Not many people would argue with Chekhov’s wryly lyrical treatment of late 19th-century Russian angst, although some might debate the doctor’s classification of The Seagull as a comedy. (Such chat would come down to semantics.) And few would argue that Chekhov’s characters aren’t recognizable types who transcend their Russian roots — or, more to the point, their sense of rootlessness. Taylor has said that she was intrigued by Chekhov’s having been descended from serfs; she felt that this gave him an understanding of slavery to which she could relate and upon which she could construct a contemporary refurbishment. But isn’t that understanding the keystone to The Seagull‘s continued relevance as written? In implying that Chekhov’s work benefits by being jerked into the 21st-century via multi-media jiggling and so on, Taylor insults both the great playwright and the audience. Deciding that today’s theatergoers need to be led into Chekhov is a form of pandering. A production of Chekhov’s venerable work with what is called a “non-traditional” cast would be far more effective because it would be far less distracting.

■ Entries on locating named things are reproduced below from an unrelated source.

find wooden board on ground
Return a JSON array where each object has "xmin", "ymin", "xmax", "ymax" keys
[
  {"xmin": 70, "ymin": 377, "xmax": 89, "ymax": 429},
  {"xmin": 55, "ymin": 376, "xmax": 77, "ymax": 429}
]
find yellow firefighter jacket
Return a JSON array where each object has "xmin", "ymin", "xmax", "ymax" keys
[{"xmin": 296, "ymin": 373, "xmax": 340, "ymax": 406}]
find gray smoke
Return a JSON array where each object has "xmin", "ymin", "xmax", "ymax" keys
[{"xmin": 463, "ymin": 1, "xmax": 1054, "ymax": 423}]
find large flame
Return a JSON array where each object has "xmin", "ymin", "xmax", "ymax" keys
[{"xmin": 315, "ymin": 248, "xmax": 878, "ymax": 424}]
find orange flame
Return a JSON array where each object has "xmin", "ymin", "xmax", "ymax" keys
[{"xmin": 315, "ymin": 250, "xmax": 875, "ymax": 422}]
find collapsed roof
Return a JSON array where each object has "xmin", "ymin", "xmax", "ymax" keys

There’s a time and place for doing classics in modern dress, but probably less often than many directors think. Perhaps there’s even a rationale for dragging Chekhov around, although a regular theatergoer running a thumb down the list of reworked Chekhov pieces would probably find only a meager number of commendable efforts. More likely, such a thumb-runner would end up comparing worsts. Is Drowning Crow worse than last year’s Janusz Glowacki transformation of The Three Sisters into The Fourth Sister? Are they both worse than, or not as bad as, Richard Schechner’s Three Sisters revision? The truth is that these are all about equal in awfulness. But it’s a dreary contest any way you look at it because it points at a larger problem: There’s such a paucity of fresh ideas among contemporary dramatists that all many of them can do is nip at the hems of their more creative and innovative predecessors.

Because Taylor’s alterations are so superfluous, the titular crow isn’t the only creature to drown in this production. (It’s a black crow rather than a white seagull, for obvious reasons.) The actors are also up to their neck in high water. Hard as it is to believe, even the normally top-notch and always gorgeous Alfre Woodard seems to be flailing here. None of Arkadina’s passions are running through her; instead, they float just out of her grasp. Josephine talks about having appeared in Ntozake Shange’s for colored girls…, as did Woodard. But ironically, this Josephine seems not to have half the Shange-interpreting potential that Woodard had. None of the rest of the ensemble scores, though many of them — Anthony Mackie, Aunjanue Ellis, Tracie Thoms — expend great effort. Peter Francis James as the manipulative Trigorin is surprising tepid. Ebony Jo-Ann, who sings a few spirituals in rumbling tones, perhaps brings the most commitment to the undertaking.

She’s not the only one rumbling. Dan Moses Schreier’s sound design begins long before the play gets going — waves crash, snatches of old songs pierce through the cacophony — and never lets up for long. Even Ken Billington’s lighting and David Gallo’s sets give a high-volume impression. Gallo’s pieces are minimal at first, large-scale silhouettes; but they become increasingly elaborate, so much so that the last of the play’s four acts (the production has only one intermission) unfolds in what looks very like a mausoleum desecrated by graffiti.

In the first act of The Seagull, Treplev has written a play that his mother deigns to attend and then cruelly mocks. Taylor, in her jimmied version, thinks it amusing to have Josephine Nicholas Ark Trip say of her son’s pretentious work, “I knew I wasn’t coming to see Chekhov.” Some Drowning Crow audience members may think they’re coming to see Chekhov, but they aren’t.